Sales of Lipitor continued their downward plunge in the third quarter, falling 71%, to $749 million. While this was somewhat expected given the emergence of cheaper generics in the market, the dropoff was slightly greater than anticipated. Besides Lipitor, other key products struggled during the period, with more than two-thirds of Pfizer's medicines posting declines. Pharmaceuticals revenue fell 18%, to $12.1 billion as a result, with four out of the five business segments faring poorly: Primary Care (-39%), Specialty Care (-10%), Emerging Markets (-2%), and Oncology (-1%). Only the Established Products unit, which sells popular but off-patent medicines, saw sales rise (+7%).
Despite lackluster top-line results, management raised its 2012 profit forecast to a range of $1.30 to $1.38 a share, from $1.21 to $1.36, and narrowed its adjusted guidance to $2.14 to $2.17 a share, from $2.12 to $2.22. The company also noted that its Board of Directors has authorized a new $10 billion share repurchase program that is to commence when Pfizer completes the pending sale of its nutrition business to Nestle (NSRGY), which is currently pegged for the first half of 2013.

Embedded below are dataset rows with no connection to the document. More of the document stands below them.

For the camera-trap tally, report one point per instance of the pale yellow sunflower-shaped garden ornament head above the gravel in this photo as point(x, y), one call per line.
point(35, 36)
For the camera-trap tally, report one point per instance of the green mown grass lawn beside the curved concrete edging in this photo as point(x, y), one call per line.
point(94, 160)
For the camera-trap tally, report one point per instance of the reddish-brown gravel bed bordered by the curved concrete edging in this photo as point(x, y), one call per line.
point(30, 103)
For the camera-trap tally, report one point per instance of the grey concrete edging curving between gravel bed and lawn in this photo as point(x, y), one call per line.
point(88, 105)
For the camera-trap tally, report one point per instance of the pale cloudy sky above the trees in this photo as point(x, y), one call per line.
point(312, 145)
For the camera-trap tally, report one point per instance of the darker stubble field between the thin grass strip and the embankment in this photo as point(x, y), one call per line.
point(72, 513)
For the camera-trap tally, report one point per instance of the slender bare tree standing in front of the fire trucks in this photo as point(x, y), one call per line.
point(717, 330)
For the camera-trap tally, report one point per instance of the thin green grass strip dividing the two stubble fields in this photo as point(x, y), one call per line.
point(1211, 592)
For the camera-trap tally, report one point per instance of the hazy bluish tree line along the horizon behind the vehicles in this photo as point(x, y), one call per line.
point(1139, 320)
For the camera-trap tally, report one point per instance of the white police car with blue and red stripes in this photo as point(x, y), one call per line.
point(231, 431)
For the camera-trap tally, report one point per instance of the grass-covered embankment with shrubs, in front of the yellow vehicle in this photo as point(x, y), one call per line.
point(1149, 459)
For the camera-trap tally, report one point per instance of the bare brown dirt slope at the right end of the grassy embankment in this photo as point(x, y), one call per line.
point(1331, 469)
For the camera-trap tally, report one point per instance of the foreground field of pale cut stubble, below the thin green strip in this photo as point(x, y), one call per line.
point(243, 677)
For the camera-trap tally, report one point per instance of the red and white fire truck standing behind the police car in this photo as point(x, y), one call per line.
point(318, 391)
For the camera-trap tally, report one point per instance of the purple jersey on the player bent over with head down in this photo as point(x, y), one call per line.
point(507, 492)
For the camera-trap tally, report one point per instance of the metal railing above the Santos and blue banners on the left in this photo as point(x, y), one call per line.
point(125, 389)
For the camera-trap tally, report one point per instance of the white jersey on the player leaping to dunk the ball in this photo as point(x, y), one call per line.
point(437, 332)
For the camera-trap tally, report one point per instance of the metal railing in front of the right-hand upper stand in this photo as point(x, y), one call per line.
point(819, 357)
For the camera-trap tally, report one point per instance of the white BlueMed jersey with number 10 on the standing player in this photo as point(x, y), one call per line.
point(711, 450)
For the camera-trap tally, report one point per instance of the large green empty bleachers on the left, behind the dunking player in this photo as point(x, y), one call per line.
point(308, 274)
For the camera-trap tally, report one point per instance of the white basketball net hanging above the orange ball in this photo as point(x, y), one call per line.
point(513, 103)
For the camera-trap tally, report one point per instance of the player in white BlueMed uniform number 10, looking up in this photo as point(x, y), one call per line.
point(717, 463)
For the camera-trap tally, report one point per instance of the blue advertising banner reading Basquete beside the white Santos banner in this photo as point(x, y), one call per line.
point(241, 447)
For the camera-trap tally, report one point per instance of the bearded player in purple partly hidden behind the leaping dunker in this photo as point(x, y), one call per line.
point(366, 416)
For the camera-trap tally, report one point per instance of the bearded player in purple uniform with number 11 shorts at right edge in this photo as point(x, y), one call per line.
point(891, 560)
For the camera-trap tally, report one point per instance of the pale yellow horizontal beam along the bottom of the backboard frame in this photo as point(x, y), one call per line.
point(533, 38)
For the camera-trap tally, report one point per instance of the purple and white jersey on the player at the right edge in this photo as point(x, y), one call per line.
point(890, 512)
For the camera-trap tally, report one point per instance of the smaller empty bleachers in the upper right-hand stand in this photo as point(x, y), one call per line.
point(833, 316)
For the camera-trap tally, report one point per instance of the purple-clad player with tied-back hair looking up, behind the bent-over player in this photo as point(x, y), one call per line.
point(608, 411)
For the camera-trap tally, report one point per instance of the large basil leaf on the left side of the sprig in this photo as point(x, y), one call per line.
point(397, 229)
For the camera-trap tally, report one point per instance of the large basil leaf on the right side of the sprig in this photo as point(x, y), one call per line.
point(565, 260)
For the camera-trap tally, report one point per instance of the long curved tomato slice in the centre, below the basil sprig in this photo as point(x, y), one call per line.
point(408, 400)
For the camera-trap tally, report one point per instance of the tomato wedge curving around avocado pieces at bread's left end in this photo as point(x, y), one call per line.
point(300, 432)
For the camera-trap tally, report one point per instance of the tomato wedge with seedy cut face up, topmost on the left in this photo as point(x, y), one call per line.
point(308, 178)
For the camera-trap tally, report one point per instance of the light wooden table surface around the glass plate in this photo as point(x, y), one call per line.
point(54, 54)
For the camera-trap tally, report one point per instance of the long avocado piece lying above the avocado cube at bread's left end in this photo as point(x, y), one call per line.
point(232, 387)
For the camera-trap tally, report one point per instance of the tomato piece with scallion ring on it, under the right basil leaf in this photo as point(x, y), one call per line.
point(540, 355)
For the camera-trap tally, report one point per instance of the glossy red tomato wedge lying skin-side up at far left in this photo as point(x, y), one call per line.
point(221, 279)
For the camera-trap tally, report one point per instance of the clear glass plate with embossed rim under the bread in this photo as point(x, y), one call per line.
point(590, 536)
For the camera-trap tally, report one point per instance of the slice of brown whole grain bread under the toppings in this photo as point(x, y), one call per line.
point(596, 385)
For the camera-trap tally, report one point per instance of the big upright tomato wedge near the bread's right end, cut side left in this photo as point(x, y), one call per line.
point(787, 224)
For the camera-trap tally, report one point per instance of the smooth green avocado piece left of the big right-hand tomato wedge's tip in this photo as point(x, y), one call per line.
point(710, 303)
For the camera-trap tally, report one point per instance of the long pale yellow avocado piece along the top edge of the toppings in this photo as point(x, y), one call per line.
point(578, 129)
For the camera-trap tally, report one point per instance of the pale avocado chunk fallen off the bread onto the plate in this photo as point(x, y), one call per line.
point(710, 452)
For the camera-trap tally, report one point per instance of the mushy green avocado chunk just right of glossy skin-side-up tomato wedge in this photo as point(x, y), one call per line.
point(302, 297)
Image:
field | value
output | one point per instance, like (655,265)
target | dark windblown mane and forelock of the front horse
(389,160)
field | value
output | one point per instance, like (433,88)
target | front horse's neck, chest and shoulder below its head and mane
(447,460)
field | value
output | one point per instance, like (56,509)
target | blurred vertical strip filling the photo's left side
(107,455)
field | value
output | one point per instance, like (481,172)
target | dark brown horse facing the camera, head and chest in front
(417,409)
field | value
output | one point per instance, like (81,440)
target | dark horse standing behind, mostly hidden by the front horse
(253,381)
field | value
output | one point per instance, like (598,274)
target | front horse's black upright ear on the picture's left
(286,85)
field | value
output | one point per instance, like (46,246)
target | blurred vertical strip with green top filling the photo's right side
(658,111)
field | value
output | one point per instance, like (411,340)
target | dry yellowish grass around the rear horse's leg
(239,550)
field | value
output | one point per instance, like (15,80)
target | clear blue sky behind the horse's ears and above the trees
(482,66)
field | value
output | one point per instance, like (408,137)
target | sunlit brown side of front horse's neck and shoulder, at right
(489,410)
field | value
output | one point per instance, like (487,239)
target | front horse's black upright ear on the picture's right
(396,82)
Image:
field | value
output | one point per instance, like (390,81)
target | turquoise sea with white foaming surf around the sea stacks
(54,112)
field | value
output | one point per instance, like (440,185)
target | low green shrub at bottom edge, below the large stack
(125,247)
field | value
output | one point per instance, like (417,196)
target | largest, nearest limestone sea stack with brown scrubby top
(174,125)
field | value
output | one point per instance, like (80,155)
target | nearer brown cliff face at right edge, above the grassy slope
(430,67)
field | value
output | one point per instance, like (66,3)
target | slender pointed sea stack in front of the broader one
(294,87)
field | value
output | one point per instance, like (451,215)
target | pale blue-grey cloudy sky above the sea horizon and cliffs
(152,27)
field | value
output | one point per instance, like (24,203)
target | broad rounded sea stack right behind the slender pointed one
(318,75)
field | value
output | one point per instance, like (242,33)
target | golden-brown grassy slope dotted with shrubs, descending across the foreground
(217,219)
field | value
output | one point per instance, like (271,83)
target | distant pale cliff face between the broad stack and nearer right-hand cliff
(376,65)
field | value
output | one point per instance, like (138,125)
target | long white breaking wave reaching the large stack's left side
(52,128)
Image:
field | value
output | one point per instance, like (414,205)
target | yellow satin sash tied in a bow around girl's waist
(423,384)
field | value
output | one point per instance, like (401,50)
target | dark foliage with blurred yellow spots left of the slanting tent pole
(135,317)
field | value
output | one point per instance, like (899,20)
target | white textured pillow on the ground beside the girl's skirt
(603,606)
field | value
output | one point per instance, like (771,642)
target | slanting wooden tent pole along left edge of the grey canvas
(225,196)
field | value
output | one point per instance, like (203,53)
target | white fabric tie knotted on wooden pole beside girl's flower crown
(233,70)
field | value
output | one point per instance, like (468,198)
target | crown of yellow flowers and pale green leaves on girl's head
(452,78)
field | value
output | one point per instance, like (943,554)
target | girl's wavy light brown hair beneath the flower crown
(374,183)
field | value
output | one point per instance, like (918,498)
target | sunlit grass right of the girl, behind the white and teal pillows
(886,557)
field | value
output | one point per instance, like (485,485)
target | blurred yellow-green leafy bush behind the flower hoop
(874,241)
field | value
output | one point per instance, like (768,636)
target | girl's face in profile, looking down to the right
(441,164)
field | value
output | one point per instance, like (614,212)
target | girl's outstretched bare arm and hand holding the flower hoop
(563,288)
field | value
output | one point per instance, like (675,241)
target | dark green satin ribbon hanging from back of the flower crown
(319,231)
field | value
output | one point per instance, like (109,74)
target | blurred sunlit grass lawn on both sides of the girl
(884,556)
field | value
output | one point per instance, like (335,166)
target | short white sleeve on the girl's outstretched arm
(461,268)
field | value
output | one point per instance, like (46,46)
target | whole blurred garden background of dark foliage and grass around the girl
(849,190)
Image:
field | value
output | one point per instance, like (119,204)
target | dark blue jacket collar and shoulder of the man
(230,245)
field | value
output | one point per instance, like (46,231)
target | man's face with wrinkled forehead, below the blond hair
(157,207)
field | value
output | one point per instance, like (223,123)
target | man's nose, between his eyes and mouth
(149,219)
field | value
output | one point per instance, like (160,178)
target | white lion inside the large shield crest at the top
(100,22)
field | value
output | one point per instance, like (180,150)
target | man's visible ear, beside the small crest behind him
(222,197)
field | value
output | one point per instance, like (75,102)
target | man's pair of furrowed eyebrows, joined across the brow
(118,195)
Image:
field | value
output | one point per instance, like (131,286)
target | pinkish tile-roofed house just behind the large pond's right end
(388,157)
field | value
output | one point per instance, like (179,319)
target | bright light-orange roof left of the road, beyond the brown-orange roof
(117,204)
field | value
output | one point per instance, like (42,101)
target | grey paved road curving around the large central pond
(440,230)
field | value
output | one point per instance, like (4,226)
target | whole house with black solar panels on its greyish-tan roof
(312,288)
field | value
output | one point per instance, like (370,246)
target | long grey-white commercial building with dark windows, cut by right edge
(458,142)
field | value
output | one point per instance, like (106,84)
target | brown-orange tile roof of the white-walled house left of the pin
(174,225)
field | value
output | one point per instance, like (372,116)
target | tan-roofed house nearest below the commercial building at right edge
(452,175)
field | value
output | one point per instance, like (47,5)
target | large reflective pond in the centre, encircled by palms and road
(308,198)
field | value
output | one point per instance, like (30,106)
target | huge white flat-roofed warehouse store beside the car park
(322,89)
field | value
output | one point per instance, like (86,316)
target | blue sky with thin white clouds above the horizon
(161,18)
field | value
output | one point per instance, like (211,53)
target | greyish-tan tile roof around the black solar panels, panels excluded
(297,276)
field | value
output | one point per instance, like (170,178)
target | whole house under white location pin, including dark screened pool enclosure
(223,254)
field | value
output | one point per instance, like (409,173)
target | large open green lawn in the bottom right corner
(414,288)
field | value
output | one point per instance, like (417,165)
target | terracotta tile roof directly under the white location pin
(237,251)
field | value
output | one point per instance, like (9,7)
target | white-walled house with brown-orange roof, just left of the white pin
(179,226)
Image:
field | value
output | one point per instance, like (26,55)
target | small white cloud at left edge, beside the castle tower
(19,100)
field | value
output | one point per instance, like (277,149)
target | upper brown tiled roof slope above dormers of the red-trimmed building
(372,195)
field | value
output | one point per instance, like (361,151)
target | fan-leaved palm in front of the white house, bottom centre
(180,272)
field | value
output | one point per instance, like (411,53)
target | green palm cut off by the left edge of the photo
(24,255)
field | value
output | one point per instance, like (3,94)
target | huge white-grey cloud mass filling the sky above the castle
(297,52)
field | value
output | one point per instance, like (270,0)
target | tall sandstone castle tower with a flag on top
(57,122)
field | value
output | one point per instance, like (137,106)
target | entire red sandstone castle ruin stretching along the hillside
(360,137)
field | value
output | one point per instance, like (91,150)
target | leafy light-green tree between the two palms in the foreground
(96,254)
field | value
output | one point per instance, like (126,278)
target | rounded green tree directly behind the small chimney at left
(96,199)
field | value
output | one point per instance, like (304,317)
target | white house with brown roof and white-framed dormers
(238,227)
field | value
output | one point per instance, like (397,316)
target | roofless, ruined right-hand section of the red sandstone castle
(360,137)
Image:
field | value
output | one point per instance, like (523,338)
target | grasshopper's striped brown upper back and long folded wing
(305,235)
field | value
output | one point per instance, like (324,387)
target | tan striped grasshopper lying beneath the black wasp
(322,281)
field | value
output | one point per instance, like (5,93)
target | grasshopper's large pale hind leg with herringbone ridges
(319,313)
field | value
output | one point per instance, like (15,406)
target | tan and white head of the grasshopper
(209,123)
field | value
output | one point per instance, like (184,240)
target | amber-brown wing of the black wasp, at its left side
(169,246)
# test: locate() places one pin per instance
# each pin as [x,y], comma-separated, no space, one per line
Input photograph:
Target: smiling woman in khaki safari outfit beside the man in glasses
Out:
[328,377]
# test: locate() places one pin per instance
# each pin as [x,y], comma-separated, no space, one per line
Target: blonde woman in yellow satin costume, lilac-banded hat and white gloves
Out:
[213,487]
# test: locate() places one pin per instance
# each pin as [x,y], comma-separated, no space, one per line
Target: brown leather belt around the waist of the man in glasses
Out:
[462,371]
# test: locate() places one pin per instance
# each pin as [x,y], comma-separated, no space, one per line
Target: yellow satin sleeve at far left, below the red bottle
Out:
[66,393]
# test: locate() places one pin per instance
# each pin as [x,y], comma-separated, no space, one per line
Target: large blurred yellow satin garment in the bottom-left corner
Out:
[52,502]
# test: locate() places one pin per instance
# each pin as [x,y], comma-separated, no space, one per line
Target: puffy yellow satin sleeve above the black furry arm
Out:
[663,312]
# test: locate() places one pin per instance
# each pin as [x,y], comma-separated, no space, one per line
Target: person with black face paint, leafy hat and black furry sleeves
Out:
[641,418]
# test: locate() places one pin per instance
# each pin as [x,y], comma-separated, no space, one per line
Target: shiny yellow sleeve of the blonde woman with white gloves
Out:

All told, our investment thesis remains largely unchanged from our last report. Pfizer is a strong company with solid fundamentals and sizable shares in most markets. Although patent expirations on several key products remain a near-term concern, we believe the drugmaker should be able to effectively weather the storm given its impressive track record. With several pipeline prospects showing promise in late-stage studies, we believe it is only a matter of time before these drugs are developed into meaningful top- and bottom-line contributors. For investors seeking a strong total return play with relative stability, Pfizer's stock has an above-average dividend yield and a top rank for Safety (1). The company's Financial Strength (A+) is also outstanding.
About The Company: Pfizer is a major producer of pharmaceuticals, hospital products, consumer products, and animal health lines. Important product names include Norvasc (cardiovascular); Zoloft (antidepressant); Zithromax (antibiotic); Lipitor (cholesterol); Aricept (Alzheimer’s); Cardura (cardiovascular); Diflucan (antifungal); Zyrtec (antihistamine); Viagra (impotence); and Celebrex (rheumatoid arthritis and osteoarthritis). International sales accounted for about 60% of total sales in 2011.
At the time of this article’s writing, the author did not have positions in any of the companies mentioned.